今天是大年三十,一年一度的年夜饭又与我们相约了。

我在姨婆的带领下,来到了饭店。这时,冷菜已经上了,生煎小鲍鱼、白斩鸡、香辣辣的牛肉……令人垂涎三尺。如果不是顾及餐桌礼仪,这些菜估计一眨眼功夫就会被我们扫得干干净净。

在大家的期盼中,终于开饭了!我左手拿勺,右手握筷,不一会,那冷菜就成了一片狼藉。我舔了舔嘴唇,对着包厢里的镜子照了照,呀,我怎么变成“小花猫”了?刚擦干净,大龙虾、黄金鸡汤、牛肉炒杏鲍菇等菜就陆陆续续上了。我顾不上自己的形象,将筷子一个劲地伸向龙虾盘子。至于其他菜,我只能淡淡地瞧上一眼,偶尔夹上几筷。

好景不长,我的牙齿失误了——把舌头当成牛肉狠咬了一口,我立马疼得金豆豆在眼眶里打转。终于,在我不断的哈气声中,舌头渐渐不再那么疼痛。我只得放弃做女汉子,开始像个小淑女一样细嚼慢咽了。经过一番努力,我好不容易才把肚子安顿好。可是,金灿灿的蛋挞上了,每人有3个呢。呃,这是要撑死我吗?啊,有了,一个金点子冒了出来,吃不了可以兜着走嘛,我打包!

这次的年夜饭可真丰盛啊。好好地犒劳一下我那嗜肉的肚子,真是不错啊!

年夜饭散文2:鸡年年夜饭

文/普旭

农历新年(鸡年)将至,听说今年好多餐馆年夜饭的预定额已经出现爆满的情况。可见华人家庭还是很重视一年一次的年夜饭。

年夜饭又称团圆饭,是农历除夕(每年最后一天)的最后一餐。这一天人们准备除旧迎新,一家相聚,共进晚餐。除夕之夜,无论相隔多远,工作有多忙,人们总希望回到自己家中,吃一顿团团圆圆的年夜饭。有时实在不能回家时,家人们也总是为他留一个位子,留一副碗筷,表示与他团聚。这年夜饭也叫“合家欢”,是人们极为重视的家庭宴会。

每年的年夜饭充分的表现出华族家庭成员的互敬互爱,这种互敬互爱使一家人之间的关系更为紧密。老人家看到儿孙满堂,一家大小共叙天伦,过去的关怀与抚养子女所付出的心血而没有白费,这是何等的幸福,而年轻一辈也正可以借此机会对父母的养育之恩来表达感激之情。

我是生长在一个很普通的大家庭,父亲年轻时以苦力为生,二十岁结婚成家,以后陆续有了我们兄弟姊妹七人。生活虽然淸苦,倒也天天难过天天过。

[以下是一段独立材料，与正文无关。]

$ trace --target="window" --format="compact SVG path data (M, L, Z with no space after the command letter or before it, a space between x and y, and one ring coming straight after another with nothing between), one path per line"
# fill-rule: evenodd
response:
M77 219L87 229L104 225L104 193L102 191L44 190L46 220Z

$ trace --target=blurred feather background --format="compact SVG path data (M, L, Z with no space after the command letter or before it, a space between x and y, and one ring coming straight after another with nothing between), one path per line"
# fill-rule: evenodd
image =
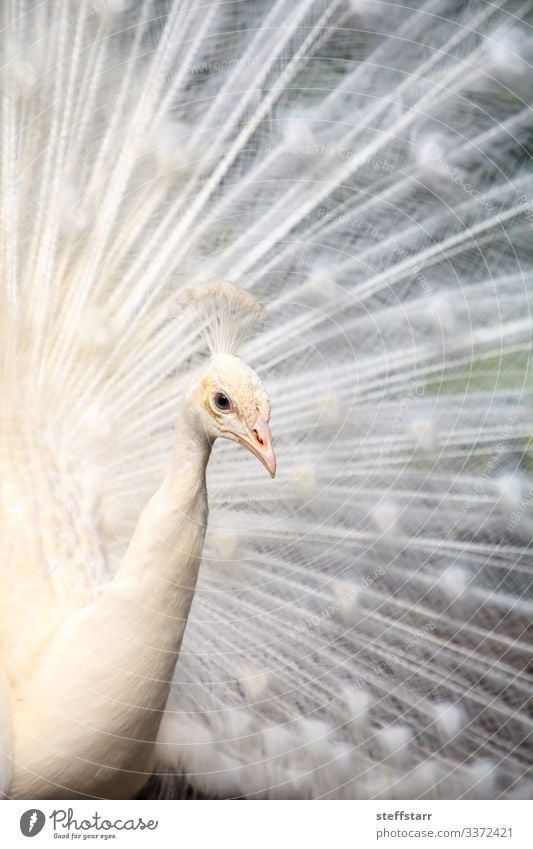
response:
M279 475L217 446L145 795L528 797L531 3L2 15L4 663L114 573L201 356L176 292L226 278Z

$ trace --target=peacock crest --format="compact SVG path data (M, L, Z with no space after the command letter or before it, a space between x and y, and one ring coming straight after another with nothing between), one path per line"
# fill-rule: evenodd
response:
M178 311L191 310L200 321L200 332L209 352L238 353L243 342L263 324L266 308L250 292L227 280L209 280L184 289Z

当时的祖母,却有着一般华人所重视节日的传统观念,尤其是农历新年的传统团圆饭,更加重视。当时我们年幼,根本不晓得团圆饭的真正意义,时至今日,我也相伩团圆饭对每一个不同阶层年龄的人都会有不同的体会及感受吧!

旧时,由于生活水平较低,平时做不到饮食丰厚,只有到了过年时才能改善一下,因此对年夜饭的质量和内容要求较高,饭菜要尽可能丰富,一是为了解馋,二是这种充实感预示着来年的丰衣足食。所以只有在新年时才能有机会吃到平时不可能吃到的食物,如鸡鸭,大鱼大肉等。当年的小孩,所高兴的就是能够吃到平时没有机会吃到的食物,而且大人给予有红包。当然对於长辈来说,其意义肯定不同。一年的幸勤努力,暂时放下生活的重担,看到孩子一天一天的成长,那种喜悦也是无法形容的。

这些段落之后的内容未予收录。